The defendants cite Castro v. Viera, supra, 207 Conn. 420, 541 A.2d 1216, for the proposition that subject matter jurisdiction under Connecticut's workers' compensation law is also implicated in claims involving the issue of causation.   The defendants, however, misconstrue Castro.   The jurisdictional issue in Castro was whether the parties had an employer-employee relationship on the date of the alleged injury, not whether the injury arose out of and in the course of the plaintiff's employment.  Id., at 426-27, 541 A.2d 1216.   When the court stated in Castro that “the act was intended to be and is the exclusive remedy available where it appears that the necessary employer-employee relationship exists and the injury-producing transaction arises out or and in the course of that employment”;  (internal quotation marks omitted) id., at 426, 541 A.2d 1216;  it was speaking about the broad, remedial purpose of the act, not about jurisdictional prerequisites, as is plainly evident from the context in which the statement was made.

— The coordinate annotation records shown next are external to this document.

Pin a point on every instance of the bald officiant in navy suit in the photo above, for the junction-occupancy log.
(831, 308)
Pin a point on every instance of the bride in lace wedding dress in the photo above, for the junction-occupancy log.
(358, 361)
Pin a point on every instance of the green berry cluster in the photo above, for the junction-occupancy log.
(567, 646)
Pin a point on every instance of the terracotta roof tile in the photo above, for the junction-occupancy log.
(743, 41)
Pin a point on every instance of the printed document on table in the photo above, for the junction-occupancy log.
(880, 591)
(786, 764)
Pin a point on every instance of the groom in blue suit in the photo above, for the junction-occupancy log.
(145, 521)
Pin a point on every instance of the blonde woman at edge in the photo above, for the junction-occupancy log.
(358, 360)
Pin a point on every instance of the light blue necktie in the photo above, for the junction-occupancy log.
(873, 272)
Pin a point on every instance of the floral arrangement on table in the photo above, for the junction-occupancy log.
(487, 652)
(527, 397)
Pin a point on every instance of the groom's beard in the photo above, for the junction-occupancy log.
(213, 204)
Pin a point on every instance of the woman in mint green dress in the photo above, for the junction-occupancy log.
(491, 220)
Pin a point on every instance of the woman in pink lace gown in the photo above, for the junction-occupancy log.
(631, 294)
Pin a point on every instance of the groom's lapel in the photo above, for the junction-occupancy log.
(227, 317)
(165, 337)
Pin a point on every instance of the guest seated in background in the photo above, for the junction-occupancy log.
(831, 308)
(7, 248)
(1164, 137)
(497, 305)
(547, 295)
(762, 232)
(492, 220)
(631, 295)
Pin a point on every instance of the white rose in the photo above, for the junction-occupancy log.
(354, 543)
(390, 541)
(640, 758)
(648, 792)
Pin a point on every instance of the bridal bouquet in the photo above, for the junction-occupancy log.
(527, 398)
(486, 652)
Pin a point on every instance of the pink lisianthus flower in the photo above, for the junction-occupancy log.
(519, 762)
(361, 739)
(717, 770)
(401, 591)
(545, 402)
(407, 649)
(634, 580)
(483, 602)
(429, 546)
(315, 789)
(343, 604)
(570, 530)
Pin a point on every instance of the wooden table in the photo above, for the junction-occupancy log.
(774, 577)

 Moreover, four years after Castro, when we specifically considered the question of whether subject matter jurisdiction requires proof that the alleged injury arose out of and in the course of employment, we concluded that it did not.   See DeAlmeida v. M.C.M. Stamping Corp., supra, 29 Conn.App. at 446-49, 615 A.2d 1066.   In DeAlmeida, we stated that “[t]o adopt the construction of the statute that would exclude the issue of causation from those matters subject to the doctrine of preclusion would be effectively to disregard our duty to interpret statutory  enactments in such a manner as to effectuate their manifest purpose or objective․ The language of [General Statutes (Rev. to 1987) ] § 31-297(b) [now § 31-294c (b) ] is absolute in its terms.  ‘If the employer or his legal representative fails to file the notice contesting liability within the time prescribed herein, the employer shall be conclusively presumed to have accepted the compensability of such alleged injury ․ and shall have no right thereafter to contest the employee's right to receive compensation on any grounds or the extent of his disability.’  (Emphasis added.)   General Statutes [Rev. to 1987] § 31-297(b) [now § 31-294c (b) ]. We are obligated to interpret the legislative meaning inherent in the statutory enactment․ Where the language used in a statutory enactment is clear and unambiguous, we assume that the words themselves express the legislature's intent and there is no need to look further for interpretative guidance․ We are bound to interpret legislative intent by referring to what the legislative text contains, not by what it might have contained ․ We will not read into clearly expressed legislation provisions which do not find expression in its words․ The manifest purpose of the preclusion statute is to ensure that employers investigate claims promptly and that employees be timely advised of the specific reason for the denial of their claim․ Extending the exception beyond that of subject matter jurisdiction would be at variance with the legislative intent․

 “The case law in this area is also clear.   While the issue of the requisite contract of employment is not barred by the conclusive presumption under § 31-297(b) [now § 31-294c (b) ] ․ the right to contest liability is, however, subject to the preclusive action of the commissioner where the defendant fails to file the requisite notice to contest liability within the time limited by statute․ Statutory and case law both demonstrate that the employer is precluded from asserting that an  injury did not arise out of and in the course of employment if it fails to contest liability.”  (Citations omitted;  internal quotation marks omitted.)   DeAlmeida v. M.C.M. Stamping Corp., supra, 29 Conn.App. at 448-49, 615 A.2d 1066.

Accordingly, we conclude that the commissioner correctly applied the law to the facts and properly granted the plaintiff's motion to preclude the defendants from contesting her claim on the ground of compensability.

The decision of the workers' compensation review board is affirmed.


1.   A form 30C is the form prescribed by the workers' compensation commission in Connecticut for use in filing a notice of claim under the Workers' Compensation Act, General Statutes § 31-275 et seq.


In this opinion the other judges concurred.